The Taint of Midas

A mystery series set in the Greek islands and featuring a detective named Hermes (who is, indeed, that Hermes — wearing tennis shoes instead of winged sandals) should be the sunniest reading imaginable. And Anne Zouroudi’s novels are sunny. They contain loving descriptions of Greek food and wine, of azure seas and bone-white temples. But they are also slyly disturbing and occasionally brutal. The Messenger of Athens, for example, opens with the corpse of a young woman dangling from a rescue helicopter, and in Zouroudi’s latest novel, The Taint of Midas, an old farmer on a bicycle is hit by a car and left to die in the undergrowth, “his eyes staring blindly at the brilliant sun.” When the police arrive, they find Hermes Diaktoros sitting by the dead man’s side, crying.  He and Gabrilis, we soon learn, were old friends — but the farmer also had enemies; he was the sole guardian of the ruined Temple of Apollo, a site coveted by the island’s ruthless tourism developer, Aris Paliakis.   
“In this square mile the battle for cash from foreign wallets was fought with many weapons,” Paliakis observes from his tourist-fleecing taverna, “oil-painted views and plastic donkeys, books of traditional recipes and icons made in China.”  Zouroudi describes Greece’s degraded tourist economy and its political corruption with merciless acuity, but her prevailing tone is more elegiac than polemical. In wistful asides she lyrically evokes a vanishing Greek landscape that Hermes too mourns, even as he gets on with solving the mystery of Gabrilis’s death. “Where he used to take the country lane leading inland from the coast, where a dilapidated sign had carried the name of a single village, everything was changed,” he laments when forced to navigate the “man-made chasm” of the highway.

With his outdated automobile, his linen suits and carefully whitened tennis shoes, Hermes seems ill equipped to confront the developer Paliakis or even Dinos, the sleazy reporter who bribes and blackmails his police contacts. Yet such villains ignore the portly man’s warnings at their peril:  “…there is a legal heir,” Hermes informs Paliakis of the Temple of Apollo site, “Do not attempt to steal from him, or he will steal from you in return…he will deprive you of whatever in life it is that you most value.”  Justice will be served, in other words, not solely on the law’s terms but also on Hermes’s terms, the terms laid down by the gods.  

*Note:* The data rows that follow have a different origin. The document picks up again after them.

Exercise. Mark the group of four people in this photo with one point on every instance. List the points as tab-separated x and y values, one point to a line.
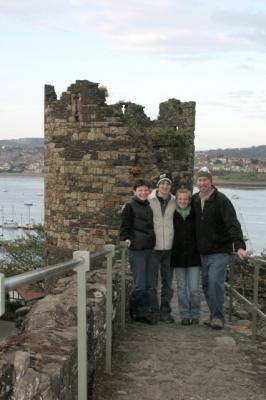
190	235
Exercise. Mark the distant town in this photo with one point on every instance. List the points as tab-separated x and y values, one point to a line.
228	161
27	156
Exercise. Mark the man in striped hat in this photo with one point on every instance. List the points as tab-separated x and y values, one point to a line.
218	232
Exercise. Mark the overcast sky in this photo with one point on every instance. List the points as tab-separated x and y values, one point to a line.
145	51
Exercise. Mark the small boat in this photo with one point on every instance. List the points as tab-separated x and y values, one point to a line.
27	227
263	253
10	225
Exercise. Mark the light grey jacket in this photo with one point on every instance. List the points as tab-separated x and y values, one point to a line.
163	224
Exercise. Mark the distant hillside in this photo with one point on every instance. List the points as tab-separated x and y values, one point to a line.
25	143
249	152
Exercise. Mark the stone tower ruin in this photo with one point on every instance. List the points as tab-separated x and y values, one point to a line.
94	152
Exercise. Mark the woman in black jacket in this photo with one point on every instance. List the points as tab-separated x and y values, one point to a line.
138	232
186	260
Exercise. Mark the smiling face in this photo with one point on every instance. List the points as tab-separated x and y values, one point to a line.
204	185
164	188
142	192
182	200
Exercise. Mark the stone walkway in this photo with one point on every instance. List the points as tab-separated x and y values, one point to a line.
174	362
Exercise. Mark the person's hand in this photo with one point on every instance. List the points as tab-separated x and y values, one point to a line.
242	254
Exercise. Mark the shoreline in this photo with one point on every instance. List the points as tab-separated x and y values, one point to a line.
217	182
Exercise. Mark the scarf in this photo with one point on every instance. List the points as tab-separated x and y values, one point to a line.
184	212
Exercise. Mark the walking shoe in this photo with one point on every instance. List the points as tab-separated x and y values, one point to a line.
167	318
151	319
217	324
185	321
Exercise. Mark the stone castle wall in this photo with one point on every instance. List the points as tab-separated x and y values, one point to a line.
93	153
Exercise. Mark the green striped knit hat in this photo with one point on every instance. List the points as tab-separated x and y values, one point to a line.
204	172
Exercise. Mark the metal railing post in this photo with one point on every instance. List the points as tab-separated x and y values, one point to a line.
123	284
255	302
82	322
230	293
109	308
2	295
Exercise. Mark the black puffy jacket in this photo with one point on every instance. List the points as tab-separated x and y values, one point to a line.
184	252
137	224
217	226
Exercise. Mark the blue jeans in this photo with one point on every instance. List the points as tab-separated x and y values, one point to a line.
188	293
142	267
213	277
162	262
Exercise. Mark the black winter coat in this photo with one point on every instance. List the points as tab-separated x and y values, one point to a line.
184	252
137	224
217	226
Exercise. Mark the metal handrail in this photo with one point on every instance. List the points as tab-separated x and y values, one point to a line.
80	264
254	304
16	281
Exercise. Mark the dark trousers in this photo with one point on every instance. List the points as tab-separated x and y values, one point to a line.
143	299
162	263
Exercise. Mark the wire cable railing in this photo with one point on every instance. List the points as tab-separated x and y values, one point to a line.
257	265
81	264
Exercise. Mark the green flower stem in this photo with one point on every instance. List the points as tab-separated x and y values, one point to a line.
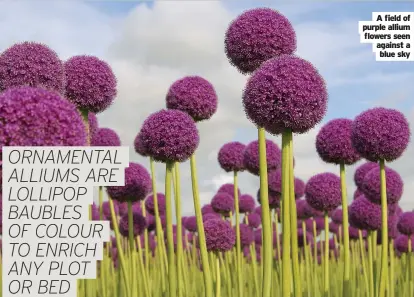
240	283
266	220
384	233
286	235
172	280
200	228
347	259
294	224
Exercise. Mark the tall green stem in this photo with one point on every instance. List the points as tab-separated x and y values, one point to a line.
267	244
208	284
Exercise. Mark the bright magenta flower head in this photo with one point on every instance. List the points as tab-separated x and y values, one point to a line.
258	35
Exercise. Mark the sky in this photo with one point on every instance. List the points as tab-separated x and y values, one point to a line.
150	45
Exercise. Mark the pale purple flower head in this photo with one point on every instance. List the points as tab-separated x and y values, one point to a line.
137	184
251	156
286	93
170	136
406	223
371	187
150	205
220	236
37	117
380	134
193	95
323	191
334	145
105	137
90	83
31	64
231	156
258	35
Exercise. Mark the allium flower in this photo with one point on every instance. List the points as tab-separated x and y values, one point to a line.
105	137
323	191
90	83
258	35
31	64
246	203
220	236
36	117
170	135
251	156
286	92
150	205
406	223
334	145
223	203
137	184
193	95
371	186
139	224
380	134
231	156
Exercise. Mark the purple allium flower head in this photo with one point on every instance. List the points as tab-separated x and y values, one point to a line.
380	134
220	236
105	137
139	224
361	171
246	235
31	64
193	95
191	224
371	187
246	203
170	135
286	92
258	35
251	156
406	223
150	205
254	220
231	156
323	191
90	83
37	117
334	145
137	184
223	203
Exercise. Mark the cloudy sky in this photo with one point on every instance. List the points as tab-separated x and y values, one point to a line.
150	45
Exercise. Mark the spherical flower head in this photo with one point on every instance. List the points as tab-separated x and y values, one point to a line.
170	136
256	36
246	203
231	156
371	186
31	64
90	83
251	156
286	92
334	145
193	95
405	223
150	205
105	137
137	184
380	134
37	117
139	224
254	220
323	191
223	203
246	235
220	236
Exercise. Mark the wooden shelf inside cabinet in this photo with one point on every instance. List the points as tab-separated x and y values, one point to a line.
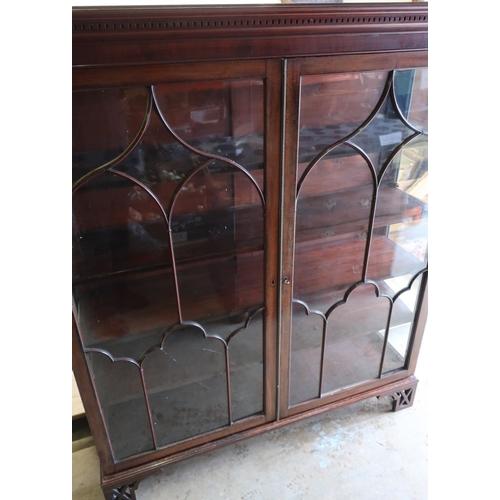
249	220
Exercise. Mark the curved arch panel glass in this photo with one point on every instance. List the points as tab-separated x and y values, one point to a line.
360	226
169	256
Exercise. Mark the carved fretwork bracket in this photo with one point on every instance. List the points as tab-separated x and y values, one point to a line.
402	398
126	492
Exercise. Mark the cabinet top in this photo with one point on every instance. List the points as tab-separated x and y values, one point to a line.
155	35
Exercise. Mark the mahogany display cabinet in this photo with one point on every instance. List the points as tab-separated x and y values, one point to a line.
249	221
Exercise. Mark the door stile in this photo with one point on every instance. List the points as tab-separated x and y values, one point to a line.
273	85
289	180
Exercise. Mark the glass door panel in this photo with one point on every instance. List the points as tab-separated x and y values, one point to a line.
169	256
360	239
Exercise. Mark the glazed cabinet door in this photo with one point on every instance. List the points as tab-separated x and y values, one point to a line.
355	224
175	217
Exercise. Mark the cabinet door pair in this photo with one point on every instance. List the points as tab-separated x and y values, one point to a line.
248	239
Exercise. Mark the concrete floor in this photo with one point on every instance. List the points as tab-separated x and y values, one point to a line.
360	452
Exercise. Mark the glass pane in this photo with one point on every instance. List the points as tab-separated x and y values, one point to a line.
168	257
122	401
361	215
187	387
333	106
354	344
108	125
219	118
307	338
401	215
401	321
333	215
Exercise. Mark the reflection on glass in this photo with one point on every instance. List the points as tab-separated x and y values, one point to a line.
186	382
171	237
219	118
411	91
105	123
361	215
121	397
400	330
401	214
307	337
354	347
333	106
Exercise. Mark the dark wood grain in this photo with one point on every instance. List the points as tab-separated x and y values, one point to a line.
280	248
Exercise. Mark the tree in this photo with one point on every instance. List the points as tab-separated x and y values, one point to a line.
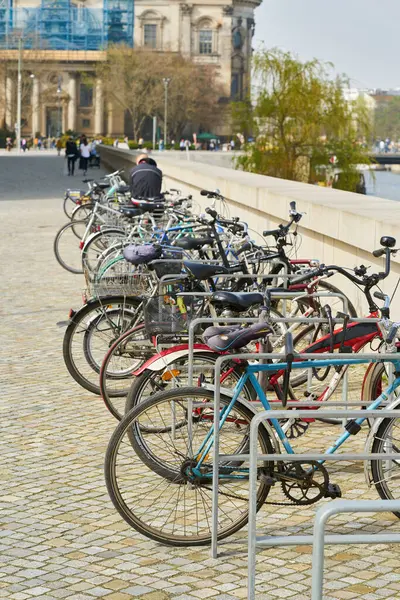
133	80
387	119
301	119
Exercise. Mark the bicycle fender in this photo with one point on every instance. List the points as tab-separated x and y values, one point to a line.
229	392
370	438
158	362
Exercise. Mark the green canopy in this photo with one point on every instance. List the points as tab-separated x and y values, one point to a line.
205	137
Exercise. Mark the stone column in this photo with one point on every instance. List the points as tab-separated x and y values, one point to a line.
35	106
98	108
225	48
186	29
9	102
72	102
109	119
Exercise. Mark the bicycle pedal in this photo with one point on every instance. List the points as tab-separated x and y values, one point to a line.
333	491
267	479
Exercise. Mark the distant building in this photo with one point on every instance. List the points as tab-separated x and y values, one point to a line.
63	39
355	94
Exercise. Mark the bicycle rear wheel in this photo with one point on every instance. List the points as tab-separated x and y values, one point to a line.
98	323
67	246
386	473
148	474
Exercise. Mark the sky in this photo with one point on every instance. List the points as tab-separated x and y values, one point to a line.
361	37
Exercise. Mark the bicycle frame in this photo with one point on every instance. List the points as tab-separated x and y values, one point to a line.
250	376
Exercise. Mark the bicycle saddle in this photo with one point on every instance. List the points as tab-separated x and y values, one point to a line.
188	243
203	271
222	339
148	205
123	189
237	301
131	211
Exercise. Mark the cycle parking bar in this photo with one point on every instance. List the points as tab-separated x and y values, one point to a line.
270	541
366	358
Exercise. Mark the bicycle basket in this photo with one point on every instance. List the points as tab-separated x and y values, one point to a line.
168	264
168	314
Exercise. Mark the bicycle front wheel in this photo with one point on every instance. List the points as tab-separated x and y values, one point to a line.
386	473
149	475
91	332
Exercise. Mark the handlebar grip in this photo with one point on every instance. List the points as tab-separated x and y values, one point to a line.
378	253
380	296
305	277
272	232
289	349
213	213
246	246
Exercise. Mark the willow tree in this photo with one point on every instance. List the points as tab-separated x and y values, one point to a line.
133	81
300	120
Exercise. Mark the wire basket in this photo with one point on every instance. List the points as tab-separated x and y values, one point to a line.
171	263
168	314
121	284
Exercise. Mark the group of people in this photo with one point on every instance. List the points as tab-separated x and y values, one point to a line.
83	150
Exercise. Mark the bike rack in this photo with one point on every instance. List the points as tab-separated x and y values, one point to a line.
365	358
318	539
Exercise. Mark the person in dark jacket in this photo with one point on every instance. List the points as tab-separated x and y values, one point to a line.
145	178
71	152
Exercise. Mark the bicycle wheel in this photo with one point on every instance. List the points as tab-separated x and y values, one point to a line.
67	246
106	319
82	212
386	473
149	477
97	244
69	206
175	375
125	356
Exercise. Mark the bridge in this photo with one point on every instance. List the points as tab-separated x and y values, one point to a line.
386	159
61	536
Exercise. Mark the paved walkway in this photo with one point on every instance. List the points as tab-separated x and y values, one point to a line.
60	536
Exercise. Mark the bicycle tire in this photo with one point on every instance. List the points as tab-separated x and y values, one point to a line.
96	244
136	390
74	358
63	232
381	445
155	483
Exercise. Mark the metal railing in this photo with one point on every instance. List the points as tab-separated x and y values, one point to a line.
326	511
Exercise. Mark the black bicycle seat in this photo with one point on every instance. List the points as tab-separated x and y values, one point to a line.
222	339
203	271
237	301
188	243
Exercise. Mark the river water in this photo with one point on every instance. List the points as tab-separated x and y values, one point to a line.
386	184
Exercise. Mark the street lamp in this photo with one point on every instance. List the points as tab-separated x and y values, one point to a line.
59	90
166	81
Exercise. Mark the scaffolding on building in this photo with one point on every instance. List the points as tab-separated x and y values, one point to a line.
64	25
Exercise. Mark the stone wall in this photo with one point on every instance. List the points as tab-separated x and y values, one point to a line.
338	227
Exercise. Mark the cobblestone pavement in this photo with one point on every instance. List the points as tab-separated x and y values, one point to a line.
60	536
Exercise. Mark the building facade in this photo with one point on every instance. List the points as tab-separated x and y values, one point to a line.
63	39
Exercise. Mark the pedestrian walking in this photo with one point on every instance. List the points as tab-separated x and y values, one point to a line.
85	155
71	153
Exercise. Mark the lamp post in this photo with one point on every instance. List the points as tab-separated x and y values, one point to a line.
19	95
59	90
166	81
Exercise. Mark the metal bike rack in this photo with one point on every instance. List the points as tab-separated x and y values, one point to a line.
318	538
365	358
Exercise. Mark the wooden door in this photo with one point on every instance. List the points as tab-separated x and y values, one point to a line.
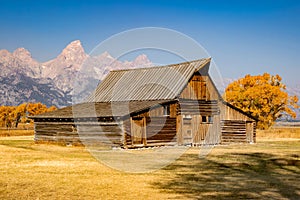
138	131
249	132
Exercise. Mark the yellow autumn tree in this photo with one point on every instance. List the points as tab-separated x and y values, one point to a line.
263	97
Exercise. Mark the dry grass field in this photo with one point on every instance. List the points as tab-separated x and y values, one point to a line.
269	169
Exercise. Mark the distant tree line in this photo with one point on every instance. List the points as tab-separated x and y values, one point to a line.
11	116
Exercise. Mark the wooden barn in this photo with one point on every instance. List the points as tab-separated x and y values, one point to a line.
168	105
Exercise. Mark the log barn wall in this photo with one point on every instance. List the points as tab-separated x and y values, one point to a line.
91	132
236	127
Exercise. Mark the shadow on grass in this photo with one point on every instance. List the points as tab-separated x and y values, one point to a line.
233	176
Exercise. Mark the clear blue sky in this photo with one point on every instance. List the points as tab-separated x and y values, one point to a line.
243	37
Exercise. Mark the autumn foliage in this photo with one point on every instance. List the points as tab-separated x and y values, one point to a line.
263	97
12	115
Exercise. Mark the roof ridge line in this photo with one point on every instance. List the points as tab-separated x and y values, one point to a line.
162	66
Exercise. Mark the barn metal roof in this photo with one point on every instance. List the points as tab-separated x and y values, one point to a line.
155	83
102	109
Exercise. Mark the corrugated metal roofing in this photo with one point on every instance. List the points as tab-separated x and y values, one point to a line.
155	83
101	109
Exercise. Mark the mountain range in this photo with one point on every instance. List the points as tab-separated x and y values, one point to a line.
23	79
66	79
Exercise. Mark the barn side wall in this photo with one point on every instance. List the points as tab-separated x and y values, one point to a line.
107	134
151	128
236	127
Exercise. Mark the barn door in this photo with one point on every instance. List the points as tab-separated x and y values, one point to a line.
138	131
249	132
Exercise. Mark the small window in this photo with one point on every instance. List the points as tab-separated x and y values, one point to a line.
210	119
204	119
166	110
207	119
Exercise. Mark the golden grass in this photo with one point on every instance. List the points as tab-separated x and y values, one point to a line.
15	132
279	132
268	169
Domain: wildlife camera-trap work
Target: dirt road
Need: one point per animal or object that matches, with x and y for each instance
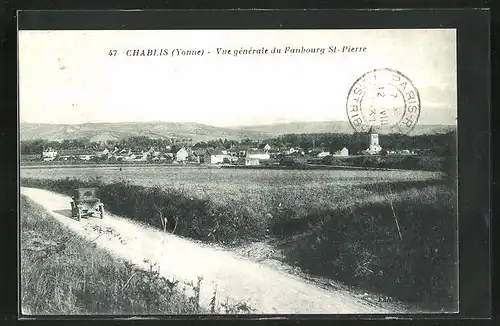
(264, 288)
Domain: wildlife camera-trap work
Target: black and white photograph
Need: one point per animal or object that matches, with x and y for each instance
(238, 171)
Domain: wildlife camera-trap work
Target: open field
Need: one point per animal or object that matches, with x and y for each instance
(391, 232)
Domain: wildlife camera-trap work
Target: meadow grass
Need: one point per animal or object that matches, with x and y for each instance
(64, 274)
(393, 237)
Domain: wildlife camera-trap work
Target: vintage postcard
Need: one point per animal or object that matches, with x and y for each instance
(174, 172)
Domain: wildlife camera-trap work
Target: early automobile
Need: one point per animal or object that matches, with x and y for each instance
(85, 203)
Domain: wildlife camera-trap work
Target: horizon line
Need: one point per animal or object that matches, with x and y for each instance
(206, 124)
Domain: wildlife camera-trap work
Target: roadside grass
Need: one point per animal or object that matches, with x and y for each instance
(394, 238)
(64, 274)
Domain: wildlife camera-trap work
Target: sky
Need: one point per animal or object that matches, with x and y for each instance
(69, 77)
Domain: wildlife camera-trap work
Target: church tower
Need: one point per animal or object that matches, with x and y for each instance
(374, 146)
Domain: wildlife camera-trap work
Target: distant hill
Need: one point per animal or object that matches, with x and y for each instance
(114, 131)
(196, 131)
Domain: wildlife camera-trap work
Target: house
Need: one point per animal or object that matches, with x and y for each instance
(343, 152)
(80, 154)
(252, 161)
(139, 156)
(153, 153)
(214, 156)
(254, 156)
(181, 155)
(258, 154)
(265, 147)
(49, 154)
(103, 154)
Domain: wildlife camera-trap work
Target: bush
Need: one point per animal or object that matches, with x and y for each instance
(361, 246)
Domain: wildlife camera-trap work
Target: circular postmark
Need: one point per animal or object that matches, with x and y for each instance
(385, 99)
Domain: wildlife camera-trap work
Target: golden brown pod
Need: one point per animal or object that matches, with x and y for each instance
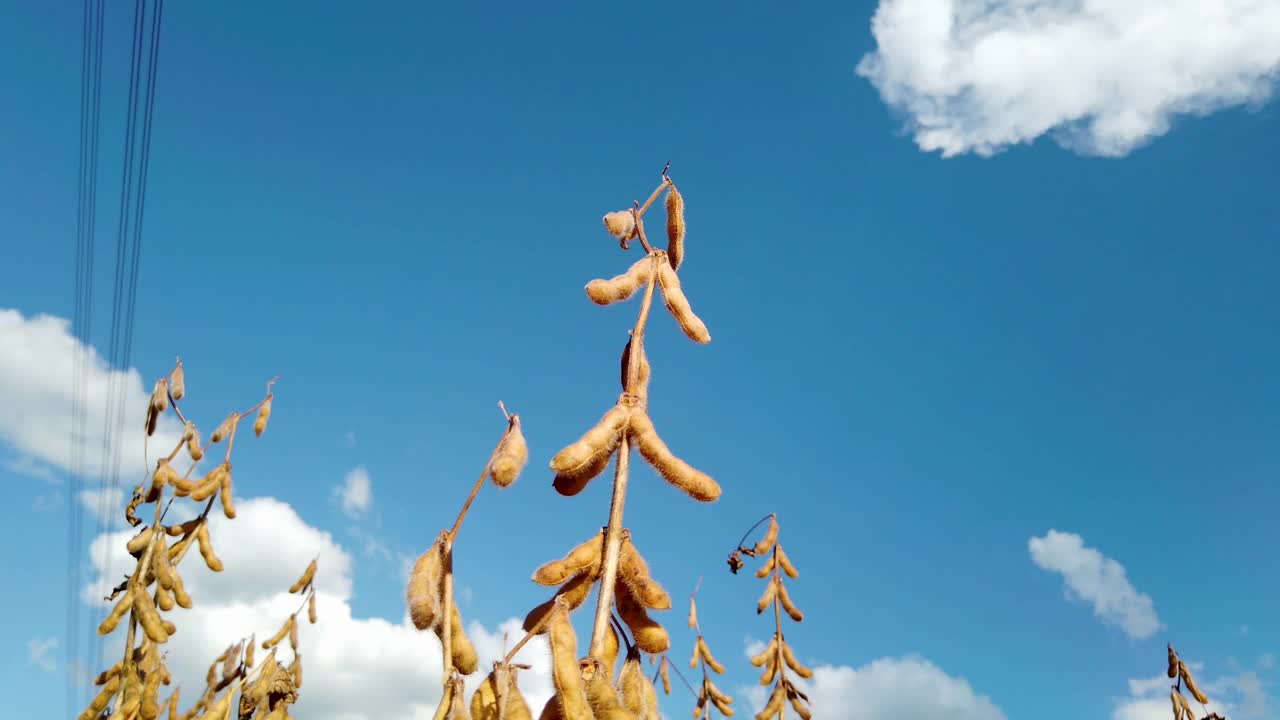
(583, 556)
(264, 413)
(801, 710)
(771, 591)
(101, 700)
(769, 564)
(225, 428)
(635, 573)
(695, 483)
(795, 664)
(193, 447)
(649, 636)
(465, 657)
(621, 224)
(1191, 683)
(177, 382)
(206, 548)
(147, 615)
(140, 542)
(179, 593)
(511, 458)
(423, 593)
(785, 598)
(302, 582)
(679, 305)
(643, 372)
(574, 593)
(570, 688)
(675, 227)
(279, 636)
(786, 564)
(771, 537)
(621, 287)
(228, 502)
(600, 695)
(602, 438)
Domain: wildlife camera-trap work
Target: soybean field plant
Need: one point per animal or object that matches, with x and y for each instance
(1182, 707)
(149, 596)
(776, 656)
(608, 563)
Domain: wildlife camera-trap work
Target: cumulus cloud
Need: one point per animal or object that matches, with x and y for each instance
(1097, 579)
(355, 668)
(1240, 696)
(904, 688)
(36, 359)
(356, 492)
(1102, 77)
(39, 651)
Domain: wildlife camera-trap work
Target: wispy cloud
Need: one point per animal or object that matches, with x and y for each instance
(1097, 579)
(1102, 78)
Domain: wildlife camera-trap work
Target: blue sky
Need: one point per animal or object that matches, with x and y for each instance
(920, 363)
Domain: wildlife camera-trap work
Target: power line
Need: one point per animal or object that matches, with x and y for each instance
(91, 74)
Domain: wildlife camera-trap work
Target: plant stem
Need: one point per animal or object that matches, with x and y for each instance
(621, 470)
(612, 550)
(777, 623)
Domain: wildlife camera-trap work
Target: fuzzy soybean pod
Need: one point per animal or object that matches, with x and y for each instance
(228, 502)
(771, 536)
(206, 548)
(680, 308)
(600, 695)
(675, 227)
(305, 579)
(424, 587)
(649, 636)
(570, 688)
(581, 460)
(585, 555)
(790, 659)
(511, 456)
(149, 616)
(264, 413)
(787, 605)
(635, 573)
(621, 287)
(693, 482)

This whimsical approach allows Zouroidi, like her hero, to shuttle between the nasty here-and-now — where the honorable cop Gazis and his naive subordinate also pursue Gabrilis’s killer — and the more mercurial realm of divine retribution. The divine, of course, invariably trumps the temporal (Gazis, for example, saves not only his protégé’s career but also his soul), and the punishments delivered by Hermes are horrifyingly immediate. In her elegant denouement, Zouroudi describes them unflinchingly, with the same eye for detail that allows her to conjure up so vividly these islands and their people.